François Fillon a été mis en examen par ses trois juges, pour trois chefs d’accusation. Cette fois, il a su contrôler sa communication en se rendant avec un jour d’avance à la convocation qu’ils lui avaient adressée, ce qui lui a permis d’éviter la cohue médiatique.
M. FILLON mérite que tout commentateur consacre une analyse approfondie à son programme, le plus réformateur d’entre tous, le seul qui, à notre avis, permettrait le redressement économique, social et politique du pays. Si on est contraint de revenir sans cesse à ses démêlés avec la justice, c’est parce que son calvaire est semé de rebondissements imprévus. Il se trouve donc enfermé dans une contradiction lancinante, l’obligation qui lui est faite de minimiser ses fautes et leurs conséquences, et sa tentative permanente de recouvrir le fracas des affaires sous le bruit, beaucoup moins puissant, de ses propositions.
Deux vérités.
Chez les Républicains, à l’UDI qui, après avoir dit le contraire, s’est ralliée à lui, non sans perdre, dans l’exercice, un certain nombre des siens séduits par Emmanuel Macron, on continue à faire bloc autour de lui. Tous ceux qui, après un parcours en zigzags, fait d’appels à son retrait et d’appels à le soutenir, pour-que-la-droite-ne-soit-pas-privée-de-son-candidat, lui font encore confiance, n’ignorent pas deux vérités fortes : la première, c’est le temps désormais très court qui nous sépare du premier tour, mais un temps pendant lequel il devra rapidement montrer que sa popularité monte s’il veut figurer au second tour. La seconde, c’est sa capacité à triompher de Marine Le Pen après le premier tour. Pour ce triomphe, il faut un candidat qui rassemble 60 % de l’électorat.
Il y a deux sortes d’électeurs : ceux qui votent Le Pen sans états d’âme et sans se cacher. Et ceux qui, quelles que soient les circonstances, n’accorderont jamais leur suffrage au Front national. Or, à 39 jours du premier tour, soit moins de six semaines, M. Fillon est toujours scotché à 20 %. Tous ses amis disent que c’est un résultat brillant pour un homme harcelé par la justice. Mais tous oublient de dire que c’est insuffisant pour rassembler deux électeurs sur trois.
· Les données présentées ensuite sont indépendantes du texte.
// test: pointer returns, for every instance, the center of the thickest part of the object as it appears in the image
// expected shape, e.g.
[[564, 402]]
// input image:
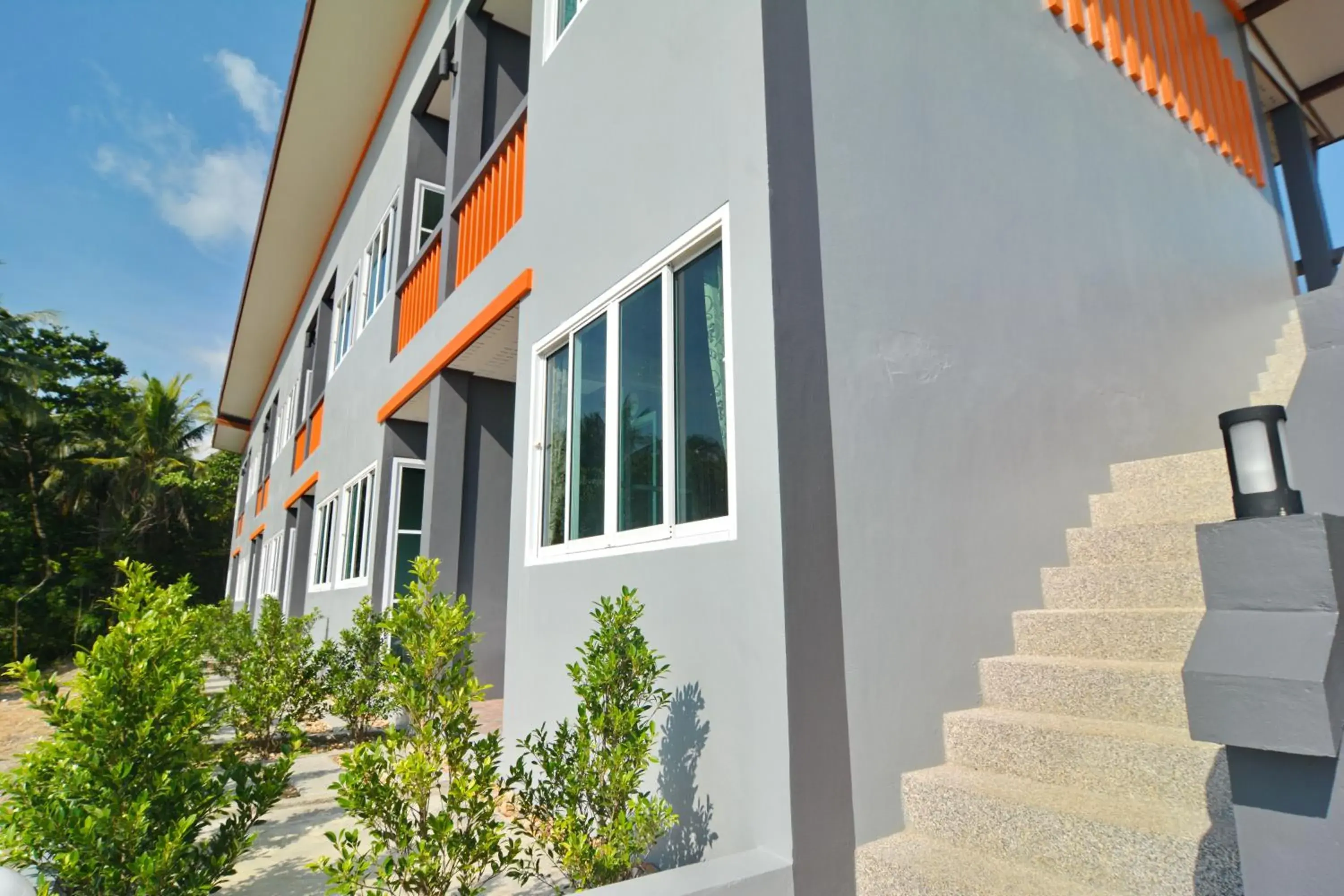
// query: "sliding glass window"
[[650, 365]]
Bien entendu, le camp Fillon affirme que son homme-lige, libéré pour un moment des poursuites dont il fait l’objet, va progresser dans les enquêtes d’opinion, lesquelles sont d’ailleurs brocardées chaque fois qu’elles ne sont pas rassurantes. Mais comment ne pas se poser la question de l’effet que diverses révélations produisent sur la mentalité de l’électeur ? M. Fillon minimise les erreurs qu’il a pu commettre. Avoir des attachés parlementaires, fussent-ils ses proches, c’est légal. Se faire offrir des costumes de luxe à 7 000 euros, c’est légal. Obtenir un prêt de 50 000 euros sans intérêt, c’est légal. Payer ses enfants sur des fonds publics, puis obtenir le remboursement partiel des émoluments qu’ils ont touchés, c’est légal. Pour mieux nous convaincre de l’inexistence des charges qui pèsent contre lui, on nous rappelle le coiffeur à 9000 euros par mois de François Hollande. Comme si les manquements du président excusaient ceux du candidat.
Le malaise de l’électeur.
C’est nier le ressenti populaire, qui fut choqué par le salaire du coiffeur, comme il est choqué aujourd’hui par ce qui ressemble bien à un système inventé pour améliorer, et de beaucoup, les revenus de M. Fillon. Aucun d’entre nous ne paie si cher pour une coupe de cheveux, mais aucun d’entre nous n’aurait l’idée de demander à un riche ami de payer pour des costumes neufs d’un prix fabuleux. C’est peut-être légal, mais c’est culotté. Un abîme sépare M. Fillon d’un peuple qui n’est pas limité aux plus pauvres et s’indigne de pratiques dont l’ingéniosité le dispute au sordide.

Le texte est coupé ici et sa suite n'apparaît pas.